Over the course of about a ½ hour, the parent birds never ceased activity. They would glide down low over the marsh waters, stoop to pick insects off the lily pads or in mid-air, then loop back and shove the newly found morsel into one of the awaiting open mouths. The actual transfer was executed in mid-air and the adults never landed.
The acrobatics required to maintain air stability while feeding was made even more dramatic by a very stiff western breeze. The young were lined up with their faces to the wind as if in an air tunnel. An occasional burst would knock one of the young birds off balance and send it kiting vertically into the air – at which point it would gain balance and glide gently back into its proper place on the rail. The adults always approached opposite the wind direction, so the young were required to momentarily break their aerodynamic stance in order to receive their gift. In all case, the food was literally shoved in the open maw with little ceremony.
As each parent neared the chorus line, the young would begin to flutter their wings (see here) and open up their mouths (see above). The bird closest to the arriving parent would strain the hardest and the degree of display intensity diminished further down the line (see beginning photo & here). Somehow, the adults managed to distribute the wealth evenly.
This was not a good day to be a bug. It took barely 30 seconds for a walking/flying insect to go from freedom to foodom as the adults continually looped about and back again. Although I couldn’t tell what kinds of insects were being transferred, they were all fairly large. One even left a nice little string of bug juice from young to parent (see below) as it was being passed. According to the literature, Tree Swallows seem to prefer members of the fly family (Diptera) and they deliberately select for fly food that is over 3 mm in length. When free-styling they will snap at much smaller critters, but when kids are involved they go for the bigger food.
Although only the female incubates the eggs, both parents are involved in feeding. The female holds the upper reproductive hand, however. Scientists call it “extra-pair” mating, but you might call it “fooling around.” The females will often mate with other males, in addition to her chosen partner, and her resulting young will have varied parentage. Tree Swallows have one of the highest rates of philandering in the bird world! The end result of all this messing around appears to produce stronger broods. Fortunately there are no mailmen among Tree Swallows because within any given brood several of the babies would look like him.

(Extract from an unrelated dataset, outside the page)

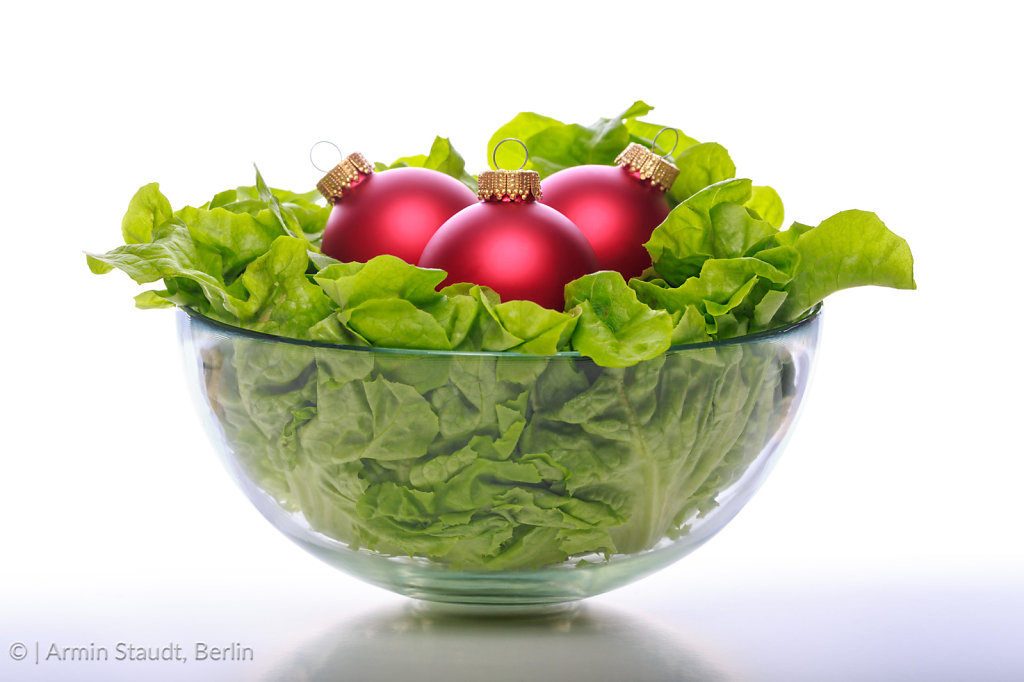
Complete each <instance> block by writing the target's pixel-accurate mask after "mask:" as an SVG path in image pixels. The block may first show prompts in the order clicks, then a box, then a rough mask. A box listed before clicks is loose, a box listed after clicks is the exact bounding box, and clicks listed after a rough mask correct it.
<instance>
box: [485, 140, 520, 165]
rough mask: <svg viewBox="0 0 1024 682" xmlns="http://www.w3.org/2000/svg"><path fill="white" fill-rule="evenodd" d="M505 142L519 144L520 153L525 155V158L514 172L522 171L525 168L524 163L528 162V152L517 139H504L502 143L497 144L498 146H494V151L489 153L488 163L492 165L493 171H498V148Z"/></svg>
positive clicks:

Looking down the line of these six hungry chicks, they all looked pretty much alike – especially with their mouths open. So, there’s no telling whose baby belongs to whom. Regardless of what the blood tests say, all of these “little ones” were days away from independence. Tree Swallows are cavity nesters (there is a dentist joke in there somewhere) and the young fledge at about 18-22 days. Once they leave the nest hole, most swallowets seek their independence soon after exiting. There are cases, however, where adults will continue to feed their young for several days after nest departure. This situation was apparently such a case and if I wore a hat, mine would be off for these selfless parent birds. I guess you could call them the ultimate helicopter parents.